Australia booked their place in the Trans-Tasman Tri Series without wasting a drop of sweat in Melbourne as insipid England slipped to a seven-wicket defeat.
An obviously insufficient target was chased down at a canter at the MCG.
England, strangled early in their innings and brutalised by Australia’s in-form Big Bash stars when it was their turn with the ball, saved their worst white-ball performance for last in their final outing Down Under.
In staggering to 137 for seven, the tourists seemed hampered by a two-paced pitch yet Australia, David Warner aside, looked totally at ease.
Chris Lynn set the tone with a brutal 31 before D’Arcy Short and Glenn Maxwell tucked into England’s ineffective spin in the middle overs.
It was all over with more than a quarter of the innings left.
David Warner celebrates the run out of Dawid Malan
In the absence of injured captain Eoin Morgan, stand-in skipper Jos Buttler lost the toss at the MCG and promptly watched England fall apart in the powerplay.
Aaron Finch’s tremendous catch, taken on the run with his back facing the wicket at long-on, made sure Alex Hales’ 50th T20 international appearance didn’t last too long, while Jason Roy lazily tickled Kane Richardson through to wicketkeeper Alex Carey.
When Dawid Malan was run out, courtesy of a remarkable piece of fielding at mid-off from Warner, Buttler found himself at the crease with just four overs of the innings bowled.
Forget shooting themselves in the foot, the tourists had gone straight for the nuclear option. Somewhat fortunately, their aim was slightly off.
Vince edged between keeper and slip, the Hampshire batsman would have been out by several feet had Maxwell hit with a throw from cover and then Buttler survived a second run out chance when Andrew Tye fumbled at the stumps.

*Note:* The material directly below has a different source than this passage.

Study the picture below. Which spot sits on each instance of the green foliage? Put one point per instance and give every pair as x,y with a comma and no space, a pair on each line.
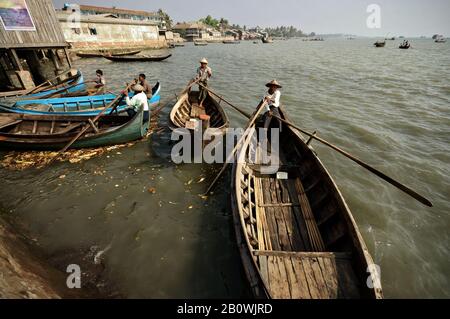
210,21
165,17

England sloped along to 67 for three at halfway, and that became 80 for four when Vince was finally dismissed, bowled by one of Tye’s many variations.
Sam Billings provided an entertaining cameo, including a remarkable reverse pull for a one-bounce four off Tye, before picking out Warner at mid-off.
Jos Buttler made 46
That he was the only man to score at substantially better than a run a ball summed up the sluggish nature of the MCG pitch.
David Willey added a handful of late runs and Buttler hung around but 137 - some 23 shy of the average winning first-innings total at this venue - was never likely to be enough against a potent Australian top order.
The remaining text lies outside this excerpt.